A static random access memory (hereafter abbreviated as “SRAM”) or a dynamic random access memory (hereafter abbreviated as “DRAM”), though not limited thereto, is used as a component that constitutes the memory circuit described above.
It is necessary to provide a sufficiently large electric potential difference between a pair of electrodes that sandwiches the electrophoresis element in order for the electrophoresis display device to display an image. For this reason, the power voltage requirement of the memory circuit is 10V or greater. Assuming that one pixel displays a certain color that is not the same as one displayed by another pixel that is adjacent to the above-mentioned one pixel, it follows that a certain electric potential is applied to a first electrode of the above-mentioned one pixel whereas another electric potential, which has a level different from that of the above-mentioned certain electric potential, is applied to a first electrode of the above-mentioned another pixel that is adjacent to the above-mentioned one pixel.
Therefore, a considerably large electric potential difference is generated between the first electrode of the above-mentioned one pixel and the first electrode of the above-mentioned another pixel that is adjacent thereto. For this reason, a leakage current (i.e., leak current) flows, via an adhesive (layer) that is provided/used to adhere the electrophoresis element to a substrate, though not necessarily limited to the adhesive (layer), between the first electrode of the above-mentioned one pixel and the first electrode of the above-mentioned another pixel that is adjacent thereto. Although the amount of a leakage current that flows in each pixel is not so large, the amount thereof that flows in the entire display area of the electrophoresis display device is not negligibly small, resulting in an increase in power consumption.
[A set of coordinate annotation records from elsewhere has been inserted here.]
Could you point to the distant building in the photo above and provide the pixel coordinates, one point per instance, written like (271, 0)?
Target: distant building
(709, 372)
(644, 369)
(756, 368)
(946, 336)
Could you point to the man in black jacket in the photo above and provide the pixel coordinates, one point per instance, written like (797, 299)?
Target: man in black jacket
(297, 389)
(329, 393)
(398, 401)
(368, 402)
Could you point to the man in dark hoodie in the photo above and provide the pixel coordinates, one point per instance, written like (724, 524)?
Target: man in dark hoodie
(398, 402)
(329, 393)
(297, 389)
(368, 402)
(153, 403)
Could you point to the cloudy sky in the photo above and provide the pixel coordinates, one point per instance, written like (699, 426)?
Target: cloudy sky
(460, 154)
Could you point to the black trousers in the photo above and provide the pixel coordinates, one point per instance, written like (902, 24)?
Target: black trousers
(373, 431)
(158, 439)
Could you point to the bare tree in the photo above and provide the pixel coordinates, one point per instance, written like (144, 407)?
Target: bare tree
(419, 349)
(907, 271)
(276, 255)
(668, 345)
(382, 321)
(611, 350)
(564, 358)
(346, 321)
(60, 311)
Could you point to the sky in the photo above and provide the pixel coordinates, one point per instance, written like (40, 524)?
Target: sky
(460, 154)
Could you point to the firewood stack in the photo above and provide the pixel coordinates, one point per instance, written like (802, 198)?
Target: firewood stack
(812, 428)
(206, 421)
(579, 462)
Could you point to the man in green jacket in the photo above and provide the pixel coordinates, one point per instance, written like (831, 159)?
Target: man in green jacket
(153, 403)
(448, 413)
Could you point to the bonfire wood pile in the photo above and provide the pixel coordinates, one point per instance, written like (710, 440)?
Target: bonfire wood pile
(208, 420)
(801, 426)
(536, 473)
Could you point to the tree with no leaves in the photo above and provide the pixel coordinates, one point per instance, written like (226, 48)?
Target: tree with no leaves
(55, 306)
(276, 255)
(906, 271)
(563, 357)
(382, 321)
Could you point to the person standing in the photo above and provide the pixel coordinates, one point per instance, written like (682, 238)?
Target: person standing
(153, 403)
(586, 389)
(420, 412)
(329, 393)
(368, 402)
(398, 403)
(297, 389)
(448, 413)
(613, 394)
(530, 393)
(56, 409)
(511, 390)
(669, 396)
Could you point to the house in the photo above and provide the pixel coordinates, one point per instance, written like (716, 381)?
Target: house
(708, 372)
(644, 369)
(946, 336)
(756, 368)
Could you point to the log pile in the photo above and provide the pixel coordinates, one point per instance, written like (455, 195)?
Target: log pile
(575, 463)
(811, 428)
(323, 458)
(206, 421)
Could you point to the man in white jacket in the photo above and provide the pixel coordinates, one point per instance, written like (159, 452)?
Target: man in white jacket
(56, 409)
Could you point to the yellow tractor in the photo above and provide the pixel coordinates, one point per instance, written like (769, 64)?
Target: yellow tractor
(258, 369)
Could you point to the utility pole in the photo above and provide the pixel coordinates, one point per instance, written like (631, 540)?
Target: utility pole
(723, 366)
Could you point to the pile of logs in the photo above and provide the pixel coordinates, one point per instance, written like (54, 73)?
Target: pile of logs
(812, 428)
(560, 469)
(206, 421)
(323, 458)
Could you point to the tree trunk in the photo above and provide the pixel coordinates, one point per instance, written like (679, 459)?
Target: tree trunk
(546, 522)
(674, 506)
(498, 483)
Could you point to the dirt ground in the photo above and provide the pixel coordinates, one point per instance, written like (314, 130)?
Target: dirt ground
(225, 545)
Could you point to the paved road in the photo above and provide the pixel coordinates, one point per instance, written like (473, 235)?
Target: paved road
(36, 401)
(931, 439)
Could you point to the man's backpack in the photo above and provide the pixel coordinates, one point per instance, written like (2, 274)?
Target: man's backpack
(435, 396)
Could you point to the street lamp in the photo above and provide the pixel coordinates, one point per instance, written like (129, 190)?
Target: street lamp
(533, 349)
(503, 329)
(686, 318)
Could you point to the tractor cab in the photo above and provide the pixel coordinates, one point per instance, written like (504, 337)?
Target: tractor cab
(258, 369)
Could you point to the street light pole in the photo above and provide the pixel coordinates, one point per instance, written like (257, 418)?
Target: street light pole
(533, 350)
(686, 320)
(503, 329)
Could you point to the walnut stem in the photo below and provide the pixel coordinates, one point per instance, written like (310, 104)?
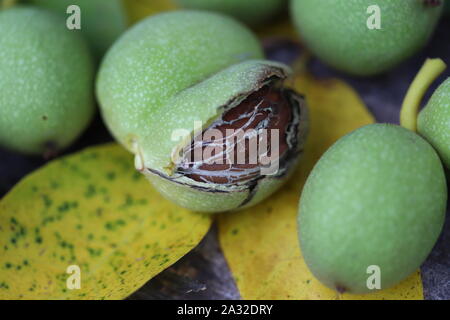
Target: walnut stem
(430, 70)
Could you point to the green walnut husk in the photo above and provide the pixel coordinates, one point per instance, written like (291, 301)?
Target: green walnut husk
(377, 197)
(336, 31)
(46, 81)
(252, 12)
(433, 122)
(177, 68)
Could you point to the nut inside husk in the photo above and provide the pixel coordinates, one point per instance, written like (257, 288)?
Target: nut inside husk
(260, 132)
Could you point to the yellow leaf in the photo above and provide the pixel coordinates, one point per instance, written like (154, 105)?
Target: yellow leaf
(261, 244)
(93, 210)
(140, 9)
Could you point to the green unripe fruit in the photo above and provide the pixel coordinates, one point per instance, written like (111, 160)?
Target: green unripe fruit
(253, 12)
(102, 21)
(376, 197)
(177, 69)
(46, 81)
(434, 121)
(338, 33)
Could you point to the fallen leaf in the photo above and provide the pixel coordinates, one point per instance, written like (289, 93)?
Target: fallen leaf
(95, 211)
(261, 243)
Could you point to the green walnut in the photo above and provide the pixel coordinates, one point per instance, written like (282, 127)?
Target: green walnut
(433, 122)
(373, 205)
(46, 81)
(345, 34)
(102, 21)
(176, 77)
(252, 12)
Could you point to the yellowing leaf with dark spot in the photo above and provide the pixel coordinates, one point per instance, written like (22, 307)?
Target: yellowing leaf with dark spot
(140, 9)
(93, 210)
(261, 244)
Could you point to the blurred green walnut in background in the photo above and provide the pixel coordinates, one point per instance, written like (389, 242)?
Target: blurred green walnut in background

In addition, there is an adverse possibility that the generation of such a leakage current may bring about chemical reactions in the first electrodes. Therefore, the electrophoresis display device, if it is affected by the chemical reactions, has a high risk of degradation in reliability. As a solution to such a problem, it is possible to increase a resistance to chemical reactions if the first electrode is made of a material that is chemically stable and less vulnerable to corrosion, for example, if it is made of gold or platinum, though not limited thereto. However, disadvantageously, the production cost of the electrophoresis display device inevitably increases if such an expensive material is used.